Richard Epstein, libertarian legal scholar at University of Chicago and New York University and author of >Simple Rules for a Complex World, also argued those who want to completely privatize marriage do not appreciate the severity of the legal tangles that would arise. At the conservative-libertarian blog Ricochet, Epstein responded recently to a column at National Review Online about serious legal consequences when the government is unable to clearly track relationships between people:
One notable gap in the [John] Fund column was any reference to the status of children of this union. That covers issues dealing with child support and inheritance rights. It also deals with issues of guardianship and divorce. It is hard enough to deal with these questions when it is known who is married to whom. It is even harder to deal with them when the nature of these private relationships resists standardization.

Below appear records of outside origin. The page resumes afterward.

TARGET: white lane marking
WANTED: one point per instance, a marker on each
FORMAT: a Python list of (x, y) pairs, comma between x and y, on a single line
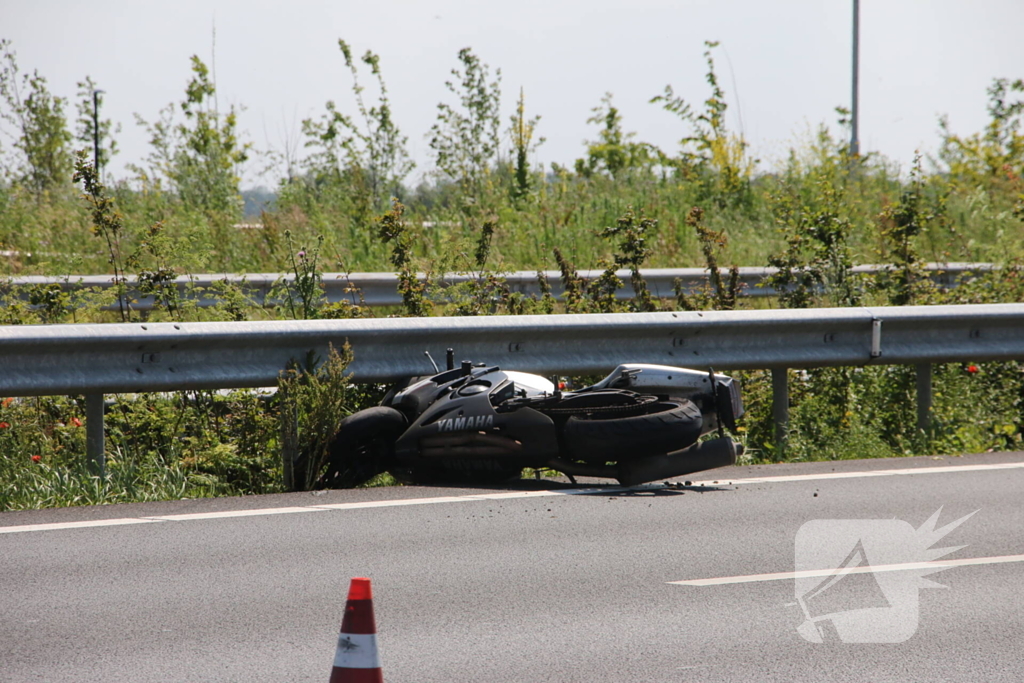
[(393, 504), (232, 513), (81, 524), (310, 508), (868, 473), (514, 495), (781, 575)]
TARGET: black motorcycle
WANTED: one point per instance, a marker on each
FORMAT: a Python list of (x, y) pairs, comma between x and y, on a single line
[(477, 423)]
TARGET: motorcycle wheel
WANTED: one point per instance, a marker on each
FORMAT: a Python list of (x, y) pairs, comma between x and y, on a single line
[(363, 446), (660, 427)]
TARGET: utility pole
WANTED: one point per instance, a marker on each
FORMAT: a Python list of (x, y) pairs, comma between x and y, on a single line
[(854, 140), (95, 132)]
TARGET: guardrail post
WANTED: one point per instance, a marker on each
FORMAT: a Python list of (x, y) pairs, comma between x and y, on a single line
[(924, 396), (94, 445), (780, 406)]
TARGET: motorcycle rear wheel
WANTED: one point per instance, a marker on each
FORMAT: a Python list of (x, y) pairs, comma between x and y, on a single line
[(660, 427)]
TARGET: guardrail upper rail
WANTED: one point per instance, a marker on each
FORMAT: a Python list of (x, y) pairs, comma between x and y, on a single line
[(166, 356), (381, 289)]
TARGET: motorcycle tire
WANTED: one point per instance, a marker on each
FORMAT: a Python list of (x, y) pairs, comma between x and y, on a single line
[(363, 446), (662, 427)]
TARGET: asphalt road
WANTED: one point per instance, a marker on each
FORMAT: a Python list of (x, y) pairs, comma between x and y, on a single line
[(517, 585)]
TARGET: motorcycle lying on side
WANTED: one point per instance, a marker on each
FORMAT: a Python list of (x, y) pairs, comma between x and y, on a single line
[(477, 423)]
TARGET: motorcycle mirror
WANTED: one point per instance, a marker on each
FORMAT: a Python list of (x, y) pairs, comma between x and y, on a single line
[(714, 392), (430, 358)]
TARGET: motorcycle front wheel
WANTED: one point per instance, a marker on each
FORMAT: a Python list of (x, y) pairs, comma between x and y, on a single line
[(363, 447)]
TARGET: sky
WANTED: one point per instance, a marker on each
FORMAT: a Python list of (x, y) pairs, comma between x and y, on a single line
[(784, 65)]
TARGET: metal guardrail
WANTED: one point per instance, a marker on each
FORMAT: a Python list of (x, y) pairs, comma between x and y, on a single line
[(164, 356), (94, 359), (381, 289)]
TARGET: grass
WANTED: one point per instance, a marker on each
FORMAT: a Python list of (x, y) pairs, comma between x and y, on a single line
[(624, 205)]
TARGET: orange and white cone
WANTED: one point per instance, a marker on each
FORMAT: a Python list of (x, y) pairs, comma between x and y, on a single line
[(356, 659)]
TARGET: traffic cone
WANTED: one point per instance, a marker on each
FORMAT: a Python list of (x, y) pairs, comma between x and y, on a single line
[(356, 659)]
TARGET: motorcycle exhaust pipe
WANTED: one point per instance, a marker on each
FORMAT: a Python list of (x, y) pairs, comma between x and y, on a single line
[(704, 456)]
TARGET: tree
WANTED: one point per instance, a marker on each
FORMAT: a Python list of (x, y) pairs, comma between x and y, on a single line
[(465, 139), (200, 157), (521, 132), (710, 154), (613, 153), (90, 129), (373, 154), (43, 158)]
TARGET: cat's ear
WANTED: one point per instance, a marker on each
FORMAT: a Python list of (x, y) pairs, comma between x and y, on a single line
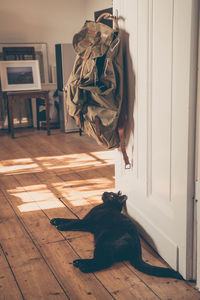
[(123, 198)]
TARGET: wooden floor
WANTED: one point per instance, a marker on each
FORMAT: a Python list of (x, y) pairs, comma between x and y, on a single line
[(62, 175)]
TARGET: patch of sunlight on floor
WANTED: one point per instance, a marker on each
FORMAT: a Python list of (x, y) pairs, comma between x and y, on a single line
[(38, 164), (17, 166), (35, 197), (33, 206)]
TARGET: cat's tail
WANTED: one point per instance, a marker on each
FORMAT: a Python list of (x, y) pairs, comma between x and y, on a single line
[(142, 266)]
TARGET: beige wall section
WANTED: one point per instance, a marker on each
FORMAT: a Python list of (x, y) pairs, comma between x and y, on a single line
[(50, 21)]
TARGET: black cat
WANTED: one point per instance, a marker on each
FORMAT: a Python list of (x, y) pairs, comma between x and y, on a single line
[(116, 237)]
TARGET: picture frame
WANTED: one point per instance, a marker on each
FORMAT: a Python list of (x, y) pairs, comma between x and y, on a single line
[(20, 75), (41, 54)]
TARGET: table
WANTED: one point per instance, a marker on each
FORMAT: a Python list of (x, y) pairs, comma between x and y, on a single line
[(14, 96)]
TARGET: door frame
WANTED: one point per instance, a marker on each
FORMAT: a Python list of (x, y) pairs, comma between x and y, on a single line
[(196, 260)]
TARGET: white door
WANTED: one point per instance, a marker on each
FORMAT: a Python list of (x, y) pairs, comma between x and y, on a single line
[(160, 185)]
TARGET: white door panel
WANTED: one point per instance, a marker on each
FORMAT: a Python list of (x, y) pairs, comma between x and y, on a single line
[(160, 185)]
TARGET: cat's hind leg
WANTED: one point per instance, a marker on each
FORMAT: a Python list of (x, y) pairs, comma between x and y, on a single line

Things do not get any easier when the subject turns to external attribution rules that are commonly tied to spousal status. Do your shares and mine count as a single holding sufficient to create a control block under tax or securities law? Or are they to be considered separately so that this designation cannot be applied? What about reporting rules for various kinds of conflict of interest situations in business or biomedical research? If there are intermediate statuses that people can adopt, all of these external groups are going to have to develop criteria to apply their own provisions. It will prove to be messy, costly, and inefficient.
Epstein’s preference is to expand legal recognition to include same-sex partners and even potentially polygamous relationships, not to try to completely change the relationship between laws and families.
In a phone interview, Epstein expressed frustration at libertarians pushing such extreme changes without considering all the consequences.
“A libertarian has to sort-of understand that he’s not making it in a first principles world,” Epstein said. “We can make the world more libertarian in general by opening the licensing procedure.”